Parking Lot Bandits


The madness of the DHS parking lot, 2022

Mariam Azeez B, Staff Writer

As the population size of Danbury High School increases, parking spot theft has become a recurring problem. Students often arrive at school only to find their spot taken by someone else, and despite reporting it, many say that it happens again.

Most students claim that it’s not a one-time mistake. Kelsey Brownwell, a junior at DHS, has found her spot taken over ten times. In fact, multiple students have reported having their spots taken over five times. While some students decided to report it to safety advocates and administrators, many have begun giving up on the notion that ‘Justice Always Prevails.’ One anonymous student stated that their spot “…was still taken after [they] reported it, by the same cars.” Many students staked out the parking bandits, only to discover that some of them are actually teachers. Yet, when reported, many times nothing actually happens.

Feelings of frustration, sadness, and anger flood the minds of students when they see their spot taken. Pearl Chia, a junior at DHS and a member of Word Warriors, the club that hosts the annual WordFest, experienced this firsthand. On April 5th, Chia arrived at school extra early to help set up for the biggest during-school-hours event of the year. However, Chia reported that her spot was stolen, forcing her to drive all the way to the unmarked parking spot area near the Black Box. This not only made Chia late for setting up, but also made the day much more stressful. Other students have even stated that their tardies added up due to being late, resulting in detentions in some cases. In addition to tardiness, stress, and general upset, these stolen spots amplify feelings of hopelessness as well. “If I paid sixty dollars for my spot, why is it that others are just allowed to take it? It feels unfair,” says Brownwell.

However, not all hope is lost in the hearts of students for change. Valerie Ramos, Class President of 2024, believes this problem can be avoided if “…all people who drive to school have a designated spot, regardless of whether they are staff or students. That way, no one can claim they have nowhere to park.” Chia believes that if the existing rules, such as daily sticker checks, are enforced, problems regarding parking lot integrity would arise less often. One anonymous student suggests that real tickets should be given to students who steal spots that are already taken. Another student questions why the parking lot thieves don’t just claim unmarked spots near the Black Box, since those are almost always vacant and available.

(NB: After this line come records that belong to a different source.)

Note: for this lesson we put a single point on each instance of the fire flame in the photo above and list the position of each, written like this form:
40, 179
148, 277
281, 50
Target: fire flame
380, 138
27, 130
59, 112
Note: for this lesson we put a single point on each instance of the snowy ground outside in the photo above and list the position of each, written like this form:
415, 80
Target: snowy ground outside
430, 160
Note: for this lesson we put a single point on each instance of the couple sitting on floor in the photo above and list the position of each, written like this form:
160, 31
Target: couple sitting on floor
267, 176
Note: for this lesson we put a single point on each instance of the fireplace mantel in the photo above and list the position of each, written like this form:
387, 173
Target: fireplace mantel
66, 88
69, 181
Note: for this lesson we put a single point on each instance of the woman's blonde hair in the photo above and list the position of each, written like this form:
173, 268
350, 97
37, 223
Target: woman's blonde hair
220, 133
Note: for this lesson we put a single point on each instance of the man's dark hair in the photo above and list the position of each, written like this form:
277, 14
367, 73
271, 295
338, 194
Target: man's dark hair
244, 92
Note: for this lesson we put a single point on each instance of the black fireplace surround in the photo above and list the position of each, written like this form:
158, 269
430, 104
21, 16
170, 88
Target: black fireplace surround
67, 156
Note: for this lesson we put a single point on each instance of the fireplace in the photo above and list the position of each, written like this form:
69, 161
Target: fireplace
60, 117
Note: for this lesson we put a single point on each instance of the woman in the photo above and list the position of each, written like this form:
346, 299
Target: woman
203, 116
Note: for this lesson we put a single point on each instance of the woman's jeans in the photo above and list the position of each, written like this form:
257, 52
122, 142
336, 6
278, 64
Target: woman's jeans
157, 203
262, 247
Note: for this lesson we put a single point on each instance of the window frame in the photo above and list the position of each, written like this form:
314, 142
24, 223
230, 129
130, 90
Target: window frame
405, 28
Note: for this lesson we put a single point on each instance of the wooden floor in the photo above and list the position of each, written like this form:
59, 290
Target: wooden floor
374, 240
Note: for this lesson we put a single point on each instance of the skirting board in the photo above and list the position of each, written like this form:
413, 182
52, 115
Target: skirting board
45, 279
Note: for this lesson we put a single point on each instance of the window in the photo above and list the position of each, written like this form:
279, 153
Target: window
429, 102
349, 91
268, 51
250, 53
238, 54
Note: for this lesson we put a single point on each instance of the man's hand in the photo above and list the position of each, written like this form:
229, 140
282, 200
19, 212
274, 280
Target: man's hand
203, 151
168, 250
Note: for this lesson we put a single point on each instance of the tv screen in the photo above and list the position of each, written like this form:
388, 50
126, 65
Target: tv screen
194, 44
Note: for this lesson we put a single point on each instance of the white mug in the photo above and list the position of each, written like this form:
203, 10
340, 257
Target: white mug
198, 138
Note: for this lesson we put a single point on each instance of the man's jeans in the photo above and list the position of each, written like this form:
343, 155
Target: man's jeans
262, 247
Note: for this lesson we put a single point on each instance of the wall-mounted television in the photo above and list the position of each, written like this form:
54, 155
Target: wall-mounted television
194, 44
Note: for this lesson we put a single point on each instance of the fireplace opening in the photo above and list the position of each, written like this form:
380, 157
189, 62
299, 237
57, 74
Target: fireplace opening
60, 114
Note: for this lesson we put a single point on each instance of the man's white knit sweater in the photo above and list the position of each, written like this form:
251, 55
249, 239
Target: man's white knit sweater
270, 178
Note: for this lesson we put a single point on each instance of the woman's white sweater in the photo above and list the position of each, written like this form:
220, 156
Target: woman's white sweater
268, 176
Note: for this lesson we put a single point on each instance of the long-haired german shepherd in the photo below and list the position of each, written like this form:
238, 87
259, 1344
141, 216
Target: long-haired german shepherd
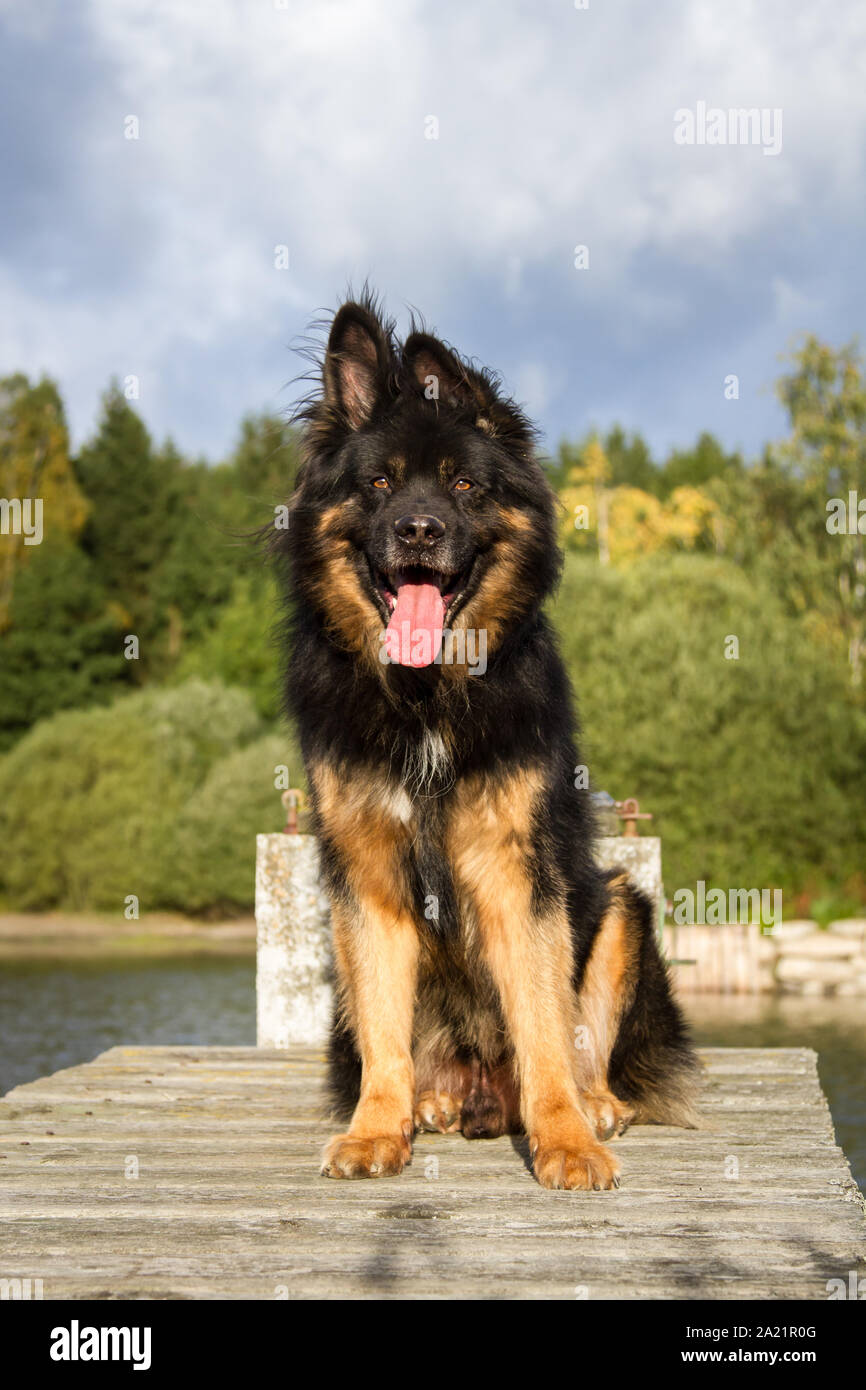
491, 977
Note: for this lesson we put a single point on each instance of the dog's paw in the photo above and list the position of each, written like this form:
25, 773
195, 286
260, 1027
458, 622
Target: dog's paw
385, 1155
438, 1112
585, 1166
608, 1115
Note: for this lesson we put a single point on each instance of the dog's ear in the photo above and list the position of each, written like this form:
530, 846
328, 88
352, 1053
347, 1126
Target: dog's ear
357, 362
441, 375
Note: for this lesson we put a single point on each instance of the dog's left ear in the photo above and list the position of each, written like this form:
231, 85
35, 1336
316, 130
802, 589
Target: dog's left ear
441, 375
357, 362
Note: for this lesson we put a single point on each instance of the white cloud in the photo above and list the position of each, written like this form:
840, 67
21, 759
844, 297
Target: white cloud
305, 125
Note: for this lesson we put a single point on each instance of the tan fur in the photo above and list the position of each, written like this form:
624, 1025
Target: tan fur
530, 962
499, 601
352, 619
376, 950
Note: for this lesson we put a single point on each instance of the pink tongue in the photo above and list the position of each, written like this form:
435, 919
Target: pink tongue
413, 635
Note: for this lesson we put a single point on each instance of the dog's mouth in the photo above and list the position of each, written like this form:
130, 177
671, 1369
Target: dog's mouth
417, 601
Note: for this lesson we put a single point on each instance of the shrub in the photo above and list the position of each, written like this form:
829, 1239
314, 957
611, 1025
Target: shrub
89, 798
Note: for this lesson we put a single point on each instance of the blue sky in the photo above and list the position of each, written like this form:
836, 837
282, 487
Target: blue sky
305, 124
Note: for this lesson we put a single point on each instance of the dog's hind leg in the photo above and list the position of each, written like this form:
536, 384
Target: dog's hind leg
633, 1054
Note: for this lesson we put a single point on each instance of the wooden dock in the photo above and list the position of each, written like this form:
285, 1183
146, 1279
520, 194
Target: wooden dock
178, 1172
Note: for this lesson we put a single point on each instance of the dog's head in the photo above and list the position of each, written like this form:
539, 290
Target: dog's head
420, 506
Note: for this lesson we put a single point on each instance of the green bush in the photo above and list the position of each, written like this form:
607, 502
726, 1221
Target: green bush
751, 766
211, 862
89, 798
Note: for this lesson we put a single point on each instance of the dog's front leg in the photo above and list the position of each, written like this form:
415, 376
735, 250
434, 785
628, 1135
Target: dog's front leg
528, 958
376, 957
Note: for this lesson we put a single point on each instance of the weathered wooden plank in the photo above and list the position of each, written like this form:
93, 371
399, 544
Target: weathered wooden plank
228, 1201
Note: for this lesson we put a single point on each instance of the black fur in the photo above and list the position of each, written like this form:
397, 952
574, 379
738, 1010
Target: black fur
356, 716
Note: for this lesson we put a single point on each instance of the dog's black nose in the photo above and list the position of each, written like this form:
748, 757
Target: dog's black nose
419, 530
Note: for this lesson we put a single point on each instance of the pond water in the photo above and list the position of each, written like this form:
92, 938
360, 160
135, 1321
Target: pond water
54, 1015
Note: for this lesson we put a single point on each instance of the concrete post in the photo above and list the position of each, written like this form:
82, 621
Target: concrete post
293, 970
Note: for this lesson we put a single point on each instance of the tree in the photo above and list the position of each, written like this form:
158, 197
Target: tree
34, 464
63, 642
134, 495
824, 395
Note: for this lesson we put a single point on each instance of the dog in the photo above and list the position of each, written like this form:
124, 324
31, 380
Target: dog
491, 977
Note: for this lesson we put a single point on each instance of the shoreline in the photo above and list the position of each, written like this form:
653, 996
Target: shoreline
54, 936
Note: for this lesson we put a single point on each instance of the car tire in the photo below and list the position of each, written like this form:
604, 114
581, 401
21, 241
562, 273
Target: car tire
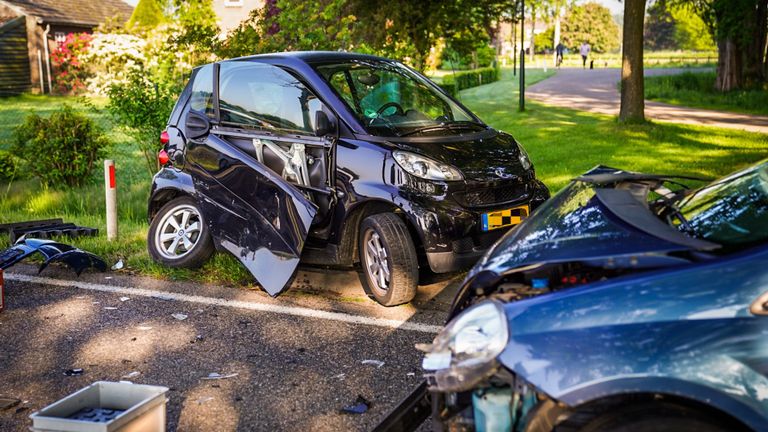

At the end of the day, all students and staff should remember that taking someone else’s spot could affect their performance and feelings. Regardless, school codes exist to enforce this honor system in such a large school. However, when the codes aren’t enforced, everyone is hurt in the process. Students who have had their spots taken each have their own ideas about what they would like to see done, signifying that change is possible as long as the school listens to the suggestions and stories of its students.